Re: [PATCH] arm64/signal: Don't assume that TIF_SVE means we saved SVE state

From: Dave Martin
Date: Tue Jan 30 2024 - 09:45:07 EST


On Tue, Jan 30, 2024 at 02:09:34PM +0000, Mark Brown wrote:
> On Tue, Jan 30, 2024 at 11:51:07AM +0000, Will Deacon wrote:
> > On Fri, Jan 19, 2024 at 12:29:13PM +0000, Mark Brown wrote:
>
> > > - if (test_thread_flag(TIF_SVE))
> > > + if (current->thread.fp_type == FP_STATE_SVE)
> > > sve_to_fpsimd(current);
> > > }
>
> > I don't think this hunk applies on -rc2 ^^.
>
> Hrm, git seemed to figure out a rebase with no intervention - I've
> thrown it at my CI and will resend assuming no changes from the rest of
> the discussion.
>
> > > - if (add_all || test_thread_flag(TIF_SVE) ||
> > > + if (add_all || current->thread.fp_type == FP_STATE_SVE ||
> > > thread_sm_enabled(&current->thread)) {
> > > int vl = max(sve_max_vl(), sme_max_vl());
>
> > I think this code is preemptible, so I'm struggling to understand what
> > happens if the fp_type changes under our feet as a result of a context
> > switch.
>
> We are relying here on having forced a flush of the floating point
> register state prior to this code running, simple preemption won't
> change the state from what was already saved. The same consideration
> also applies to the check for streaming mode here.
>
> That said if this is preempted ptrace *could* come in and rewrite the
> data or at worst change the vector length (which could leave us with
> sve_state deallocated or a different size, possibly while we're in the
> middle of accessing it). This could also happen with the existing check
> for TIF_SVE so I don't think there's anything new here - AFAICT this has
> always been an issue with the vector code, unless I'm missing some
> bigger thing which excludes ptrace. I think any change that's needed
> there won't overlap with this one, I'm looking.
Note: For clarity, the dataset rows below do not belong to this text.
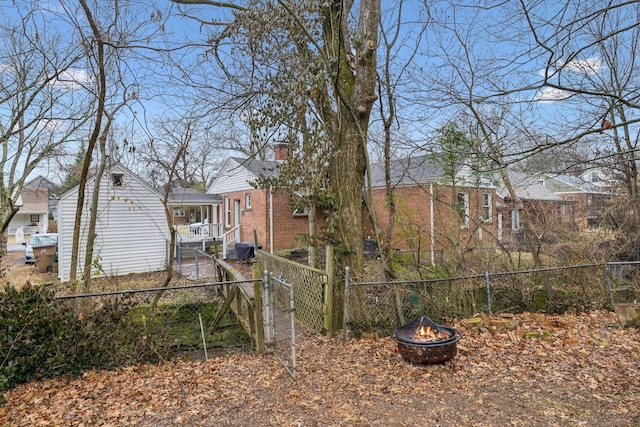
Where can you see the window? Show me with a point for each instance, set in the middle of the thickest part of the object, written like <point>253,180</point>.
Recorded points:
<point>301,211</point>
<point>462,206</point>
<point>487,211</point>
<point>117,179</point>
<point>515,220</point>
<point>227,212</point>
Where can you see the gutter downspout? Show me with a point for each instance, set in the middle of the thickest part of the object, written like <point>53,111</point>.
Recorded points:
<point>433,232</point>
<point>271,219</point>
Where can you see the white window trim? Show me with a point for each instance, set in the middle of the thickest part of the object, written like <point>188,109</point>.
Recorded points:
<point>515,220</point>
<point>227,212</point>
<point>301,212</point>
<point>465,223</point>
<point>489,206</point>
<point>117,180</point>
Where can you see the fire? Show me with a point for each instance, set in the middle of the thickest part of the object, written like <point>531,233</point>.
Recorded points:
<point>427,333</point>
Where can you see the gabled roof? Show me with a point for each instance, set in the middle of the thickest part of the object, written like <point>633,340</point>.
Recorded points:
<point>41,182</point>
<point>560,183</point>
<point>191,197</point>
<point>114,167</point>
<point>527,187</point>
<point>413,170</point>
<point>265,168</point>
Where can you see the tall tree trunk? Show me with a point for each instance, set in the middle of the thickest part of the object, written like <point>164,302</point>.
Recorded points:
<point>95,134</point>
<point>354,79</point>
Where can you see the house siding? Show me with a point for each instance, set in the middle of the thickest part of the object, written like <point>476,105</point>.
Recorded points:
<point>131,228</point>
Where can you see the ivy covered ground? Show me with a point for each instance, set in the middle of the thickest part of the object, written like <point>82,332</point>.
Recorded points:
<point>529,370</point>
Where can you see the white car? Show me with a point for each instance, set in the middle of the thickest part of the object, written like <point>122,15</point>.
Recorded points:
<point>44,239</point>
<point>200,227</point>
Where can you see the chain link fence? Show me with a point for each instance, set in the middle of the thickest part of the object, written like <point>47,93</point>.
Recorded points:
<point>623,282</point>
<point>280,333</point>
<point>382,307</point>
<point>148,325</point>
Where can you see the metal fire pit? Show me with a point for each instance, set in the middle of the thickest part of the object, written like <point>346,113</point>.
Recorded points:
<point>415,350</point>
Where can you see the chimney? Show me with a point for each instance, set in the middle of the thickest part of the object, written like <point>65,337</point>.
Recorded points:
<point>281,151</point>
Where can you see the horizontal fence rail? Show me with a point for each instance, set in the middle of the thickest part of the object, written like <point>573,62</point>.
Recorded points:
<point>382,307</point>
<point>163,323</point>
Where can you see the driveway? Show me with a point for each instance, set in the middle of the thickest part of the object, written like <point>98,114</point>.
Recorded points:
<point>15,248</point>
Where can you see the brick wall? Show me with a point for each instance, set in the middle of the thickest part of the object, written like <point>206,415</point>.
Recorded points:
<point>412,229</point>
<point>286,226</point>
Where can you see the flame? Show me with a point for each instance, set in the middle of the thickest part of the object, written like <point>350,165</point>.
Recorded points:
<point>427,333</point>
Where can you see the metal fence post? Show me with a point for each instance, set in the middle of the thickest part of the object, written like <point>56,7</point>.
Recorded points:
<point>345,321</point>
<point>607,278</point>
<point>329,290</point>
<point>269,322</point>
<point>197,263</point>
<point>292,317</point>
<point>488,284</point>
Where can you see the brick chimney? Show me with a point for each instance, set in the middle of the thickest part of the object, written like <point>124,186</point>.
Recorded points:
<point>281,151</point>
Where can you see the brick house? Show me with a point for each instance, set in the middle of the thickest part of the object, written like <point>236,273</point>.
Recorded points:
<point>545,209</point>
<point>436,210</point>
<point>588,199</point>
<point>272,215</point>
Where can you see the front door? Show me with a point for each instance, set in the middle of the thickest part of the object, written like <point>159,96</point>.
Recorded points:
<point>236,210</point>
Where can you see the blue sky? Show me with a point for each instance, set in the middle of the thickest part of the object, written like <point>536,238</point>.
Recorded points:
<point>494,45</point>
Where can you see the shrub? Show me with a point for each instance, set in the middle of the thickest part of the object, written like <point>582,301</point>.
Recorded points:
<point>44,337</point>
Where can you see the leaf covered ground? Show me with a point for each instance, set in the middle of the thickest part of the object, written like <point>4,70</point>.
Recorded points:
<point>585,370</point>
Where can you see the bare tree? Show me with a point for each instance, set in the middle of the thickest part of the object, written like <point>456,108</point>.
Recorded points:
<point>342,90</point>
<point>40,78</point>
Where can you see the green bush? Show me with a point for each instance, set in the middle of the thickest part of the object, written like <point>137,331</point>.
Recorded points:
<point>44,337</point>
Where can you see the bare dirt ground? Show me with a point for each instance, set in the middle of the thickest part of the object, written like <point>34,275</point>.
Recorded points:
<point>583,371</point>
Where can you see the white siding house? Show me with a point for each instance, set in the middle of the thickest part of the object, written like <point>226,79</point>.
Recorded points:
<point>131,229</point>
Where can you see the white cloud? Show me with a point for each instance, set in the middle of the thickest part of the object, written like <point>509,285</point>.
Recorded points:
<point>584,66</point>
<point>71,79</point>
<point>549,94</point>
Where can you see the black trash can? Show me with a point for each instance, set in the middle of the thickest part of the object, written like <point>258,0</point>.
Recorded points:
<point>370,247</point>
<point>245,250</point>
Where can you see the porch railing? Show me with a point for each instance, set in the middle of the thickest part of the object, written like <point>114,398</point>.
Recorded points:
<point>198,233</point>
<point>229,238</point>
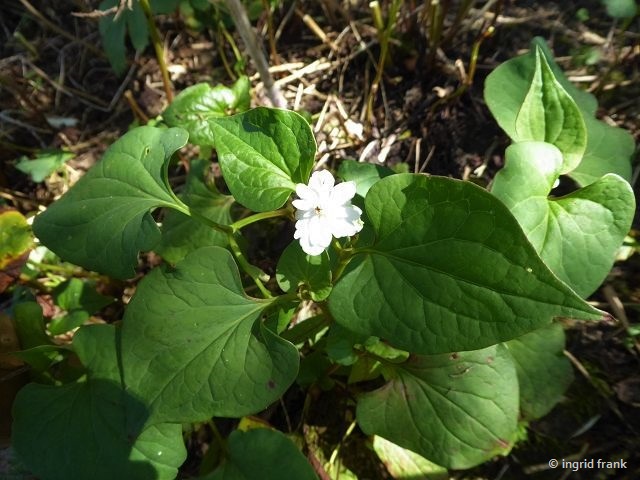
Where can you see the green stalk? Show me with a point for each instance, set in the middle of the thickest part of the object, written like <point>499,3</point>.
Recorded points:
<point>283,212</point>
<point>246,266</point>
<point>159,49</point>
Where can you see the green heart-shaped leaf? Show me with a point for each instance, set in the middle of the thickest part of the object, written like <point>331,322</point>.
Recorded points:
<point>182,234</point>
<point>576,235</point>
<point>549,114</point>
<point>195,106</point>
<point>194,347</point>
<point>450,270</point>
<point>91,417</point>
<point>44,164</point>
<point>262,453</point>
<point>457,410</point>
<point>264,153</point>
<point>104,220</point>
<point>544,373</point>
<point>608,149</point>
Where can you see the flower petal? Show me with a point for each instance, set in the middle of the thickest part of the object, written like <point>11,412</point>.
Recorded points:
<point>306,193</point>
<point>347,223</point>
<point>321,180</point>
<point>343,192</point>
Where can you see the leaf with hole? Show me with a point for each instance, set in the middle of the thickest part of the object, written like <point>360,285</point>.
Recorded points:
<point>104,220</point>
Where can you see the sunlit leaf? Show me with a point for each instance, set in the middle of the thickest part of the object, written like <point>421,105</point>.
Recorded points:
<point>79,430</point>
<point>457,410</point>
<point>195,107</point>
<point>264,153</point>
<point>104,220</point>
<point>182,234</point>
<point>193,344</point>
<point>544,373</point>
<point>576,235</point>
<point>450,270</point>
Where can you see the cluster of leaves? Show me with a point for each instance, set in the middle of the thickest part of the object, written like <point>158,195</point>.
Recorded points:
<point>446,298</point>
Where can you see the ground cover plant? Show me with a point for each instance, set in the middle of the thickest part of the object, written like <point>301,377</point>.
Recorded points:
<point>434,304</point>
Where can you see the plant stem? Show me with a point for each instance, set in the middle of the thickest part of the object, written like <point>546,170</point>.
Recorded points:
<point>226,229</point>
<point>159,48</point>
<point>384,37</point>
<point>246,266</point>
<point>257,217</point>
<point>241,20</point>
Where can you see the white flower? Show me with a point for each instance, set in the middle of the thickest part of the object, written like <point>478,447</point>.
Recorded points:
<point>324,211</point>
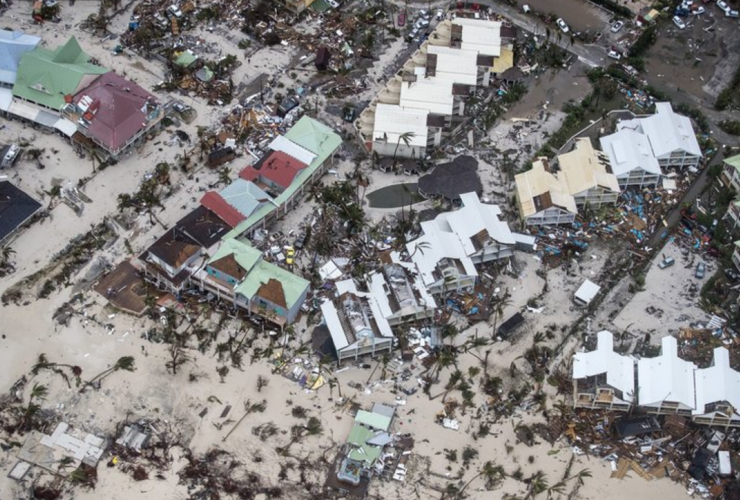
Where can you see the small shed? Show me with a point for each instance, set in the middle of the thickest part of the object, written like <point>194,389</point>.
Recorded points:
<point>322,59</point>
<point>586,293</point>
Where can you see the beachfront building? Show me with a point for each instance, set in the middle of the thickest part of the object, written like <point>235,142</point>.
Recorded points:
<point>666,383</point>
<point>731,172</point>
<point>542,198</point>
<point>238,274</point>
<point>671,136</point>
<point>717,392</point>
<point>356,323</point>
<point>603,379</point>
<point>424,103</point>
<point>399,293</point>
<point>451,245</point>
<point>113,115</point>
<point>169,262</point>
<point>585,173</point>
<point>13,44</point>
<point>631,159</point>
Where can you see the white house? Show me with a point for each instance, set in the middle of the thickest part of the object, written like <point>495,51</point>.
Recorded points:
<point>666,383</point>
<point>446,253</point>
<point>631,159</point>
<point>356,323</point>
<point>603,379</point>
<point>717,392</point>
<point>584,171</point>
<point>542,198</point>
<point>671,136</point>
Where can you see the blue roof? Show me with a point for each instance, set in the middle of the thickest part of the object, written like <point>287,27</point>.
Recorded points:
<point>13,44</point>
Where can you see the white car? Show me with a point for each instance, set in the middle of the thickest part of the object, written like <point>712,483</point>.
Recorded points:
<point>562,25</point>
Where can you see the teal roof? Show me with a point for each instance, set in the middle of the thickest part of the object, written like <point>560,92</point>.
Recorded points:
<point>313,136</point>
<point>733,161</point>
<point>246,256</point>
<point>293,285</point>
<point>361,451</point>
<point>373,420</point>
<point>45,76</point>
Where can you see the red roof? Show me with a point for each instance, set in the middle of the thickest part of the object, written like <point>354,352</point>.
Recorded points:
<point>121,109</point>
<point>216,204</point>
<point>278,167</point>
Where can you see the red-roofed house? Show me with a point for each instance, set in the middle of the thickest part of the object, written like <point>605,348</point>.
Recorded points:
<point>113,114</point>
<point>275,171</point>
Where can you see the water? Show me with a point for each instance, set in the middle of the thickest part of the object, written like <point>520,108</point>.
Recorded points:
<point>395,196</point>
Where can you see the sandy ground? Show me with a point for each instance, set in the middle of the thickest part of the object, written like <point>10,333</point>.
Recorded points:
<point>152,392</point>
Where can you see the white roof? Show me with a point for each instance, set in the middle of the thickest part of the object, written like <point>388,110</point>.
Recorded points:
<point>666,377</point>
<point>666,131</point>
<point>289,147</point>
<point>455,65</point>
<point>629,150</point>
<point>717,383</point>
<point>427,94</point>
<point>619,369</point>
<point>473,217</point>
<point>391,121</point>
<point>480,35</point>
<point>587,291</point>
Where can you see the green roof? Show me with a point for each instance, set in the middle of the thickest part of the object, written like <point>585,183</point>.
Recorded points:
<point>262,272</point>
<point>361,451</point>
<point>311,135</point>
<point>46,76</point>
<point>245,255</point>
<point>373,420</point>
<point>733,161</point>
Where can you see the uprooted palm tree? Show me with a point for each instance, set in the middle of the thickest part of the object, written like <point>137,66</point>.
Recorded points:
<point>124,363</point>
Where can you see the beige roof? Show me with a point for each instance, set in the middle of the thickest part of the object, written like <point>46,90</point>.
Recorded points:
<point>537,189</point>
<point>585,168</point>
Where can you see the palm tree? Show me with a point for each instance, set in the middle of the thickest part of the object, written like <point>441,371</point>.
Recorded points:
<point>123,363</point>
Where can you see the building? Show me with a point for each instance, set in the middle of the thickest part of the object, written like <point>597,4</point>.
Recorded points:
<point>309,142</point>
<point>13,44</point>
<point>238,274</point>
<point>424,103</point>
<point>16,208</point>
<point>731,172</point>
<point>400,294</point>
<point>170,261</point>
<point>666,383</point>
<point>603,379</point>
<point>717,392</point>
<point>671,136</point>
<point>446,253</point>
<point>113,115</point>
<point>584,171</point>
<point>631,159</point>
<point>356,323</point>
<point>542,198</point>
<point>48,78</point>
<point>236,202</point>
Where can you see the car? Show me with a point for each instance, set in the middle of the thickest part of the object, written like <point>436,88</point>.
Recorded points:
<point>562,25</point>
<point>700,270</point>
<point>289,255</point>
<point>402,19</point>
<point>667,262</point>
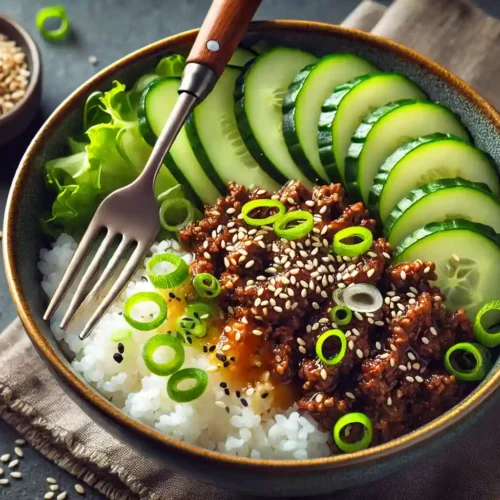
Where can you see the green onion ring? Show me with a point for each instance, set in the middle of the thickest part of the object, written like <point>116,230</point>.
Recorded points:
<point>160,340</point>
<point>349,419</point>
<point>352,249</point>
<point>184,396</point>
<point>137,298</point>
<point>294,232</point>
<point>188,326</point>
<point>207,286</point>
<point>54,12</point>
<point>487,324</point>
<point>199,310</point>
<point>341,315</point>
<point>482,360</point>
<point>167,280</point>
<point>255,205</point>
<point>121,335</point>
<point>343,347</point>
<point>175,207</point>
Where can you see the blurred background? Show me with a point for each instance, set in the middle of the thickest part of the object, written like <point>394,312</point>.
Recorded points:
<point>102,32</point>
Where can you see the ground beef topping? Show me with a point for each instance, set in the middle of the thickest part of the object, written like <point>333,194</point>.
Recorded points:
<point>281,292</point>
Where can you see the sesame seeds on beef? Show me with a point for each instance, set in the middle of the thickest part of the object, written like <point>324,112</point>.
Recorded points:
<point>281,291</point>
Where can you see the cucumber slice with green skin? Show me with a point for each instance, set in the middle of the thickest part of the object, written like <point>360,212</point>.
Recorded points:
<point>241,56</point>
<point>132,146</point>
<point>344,110</point>
<point>214,136</point>
<point>303,101</point>
<point>155,107</point>
<point>258,96</point>
<point>385,130</point>
<point>472,280</point>
<point>442,200</point>
<point>429,159</point>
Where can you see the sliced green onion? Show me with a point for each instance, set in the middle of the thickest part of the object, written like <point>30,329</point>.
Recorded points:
<point>199,310</point>
<point>352,249</point>
<point>176,214</point>
<point>362,298</point>
<point>54,12</point>
<point>468,361</point>
<point>337,358</point>
<point>120,335</point>
<point>200,378</point>
<point>487,324</point>
<point>207,286</point>
<point>188,326</point>
<point>350,419</point>
<point>145,326</point>
<point>169,367</point>
<point>295,231</point>
<point>175,277</point>
<point>341,315</point>
<point>262,204</point>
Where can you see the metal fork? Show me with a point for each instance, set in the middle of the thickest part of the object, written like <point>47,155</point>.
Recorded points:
<point>131,213</point>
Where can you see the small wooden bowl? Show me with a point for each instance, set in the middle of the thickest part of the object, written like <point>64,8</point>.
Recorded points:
<point>21,115</point>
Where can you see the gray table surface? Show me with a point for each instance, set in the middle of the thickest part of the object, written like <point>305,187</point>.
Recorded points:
<point>110,29</point>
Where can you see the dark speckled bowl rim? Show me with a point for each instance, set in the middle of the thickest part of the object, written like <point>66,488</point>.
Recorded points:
<point>420,437</point>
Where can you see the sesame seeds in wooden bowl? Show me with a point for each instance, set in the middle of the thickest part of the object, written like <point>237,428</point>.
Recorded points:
<point>20,79</point>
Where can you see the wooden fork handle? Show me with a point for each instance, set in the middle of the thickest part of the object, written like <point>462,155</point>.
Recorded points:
<point>223,28</point>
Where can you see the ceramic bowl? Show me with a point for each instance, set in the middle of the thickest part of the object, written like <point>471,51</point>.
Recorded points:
<point>20,116</point>
<point>23,240</point>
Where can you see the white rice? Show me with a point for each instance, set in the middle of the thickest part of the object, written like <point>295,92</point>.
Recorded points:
<point>255,431</point>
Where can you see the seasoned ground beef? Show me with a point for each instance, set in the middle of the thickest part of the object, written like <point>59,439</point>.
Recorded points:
<point>281,291</point>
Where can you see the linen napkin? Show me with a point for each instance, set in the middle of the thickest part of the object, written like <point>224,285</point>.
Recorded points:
<point>462,38</point>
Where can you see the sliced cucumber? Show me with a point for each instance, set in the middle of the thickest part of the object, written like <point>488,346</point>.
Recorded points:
<point>259,97</point>
<point>442,200</point>
<point>344,110</point>
<point>213,132</point>
<point>387,128</point>
<point>467,258</point>
<point>303,101</point>
<point>136,151</point>
<point>156,104</point>
<point>241,56</point>
<point>427,159</point>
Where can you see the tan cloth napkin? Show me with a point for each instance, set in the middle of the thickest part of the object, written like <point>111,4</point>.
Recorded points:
<point>462,38</point>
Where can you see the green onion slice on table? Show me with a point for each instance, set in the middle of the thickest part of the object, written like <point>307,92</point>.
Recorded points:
<point>487,324</point>
<point>188,326</point>
<point>468,361</point>
<point>167,367</point>
<point>352,249</point>
<point>57,12</point>
<point>341,315</point>
<point>200,379</point>
<point>176,214</point>
<point>350,419</point>
<point>207,286</point>
<point>138,298</point>
<point>320,347</point>
<point>294,225</point>
<point>262,205</point>
<point>178,273</point>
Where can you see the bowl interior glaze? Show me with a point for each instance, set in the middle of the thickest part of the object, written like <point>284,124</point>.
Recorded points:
<point>23,240</point>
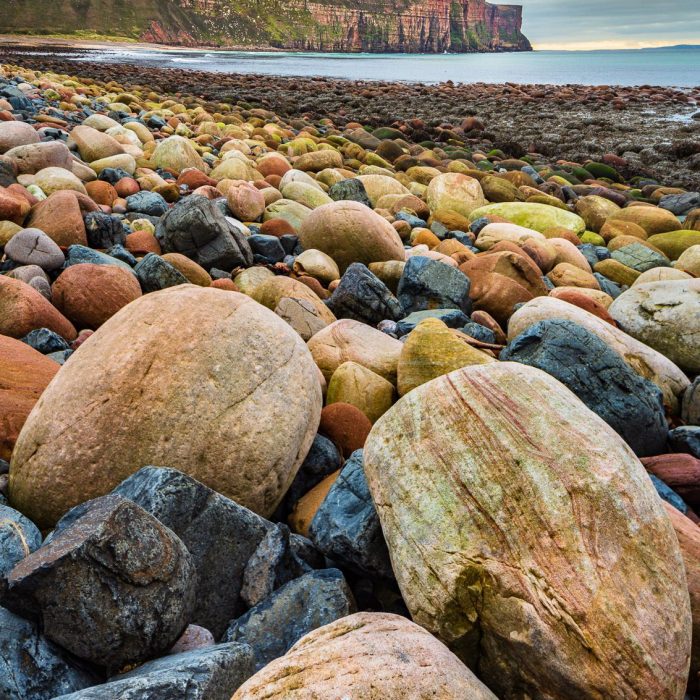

I'm pretty sure that terrible things will happen treewide if ptrace can
ever access or manipulate the internal state of a _running_ task.

I think the logic is that any ptrace call that can access or manipulate
the state of a task is gated on the task being ptrace-stopped. Once we
have committed to deliveing a signal, we have obviously run past the
opportunity to stop (and hence be ptraced) on that signal.

Cases where a multiple signals are delivered before acutally reaching
userspace might want some thought.

I haven't tracked down the smokeproof gun in the code yet, though.


>From memory, I think that the above forced flush was there to protect
against the context switch code rather than ptrace, and guarantees that
any change that ctxsw _might_ spontaneously make to the task state has
already been done and dusted before we do the actual signal delivery.
This may be a red herring so far as ptrace hazards are concerned.

Cheers
---Dave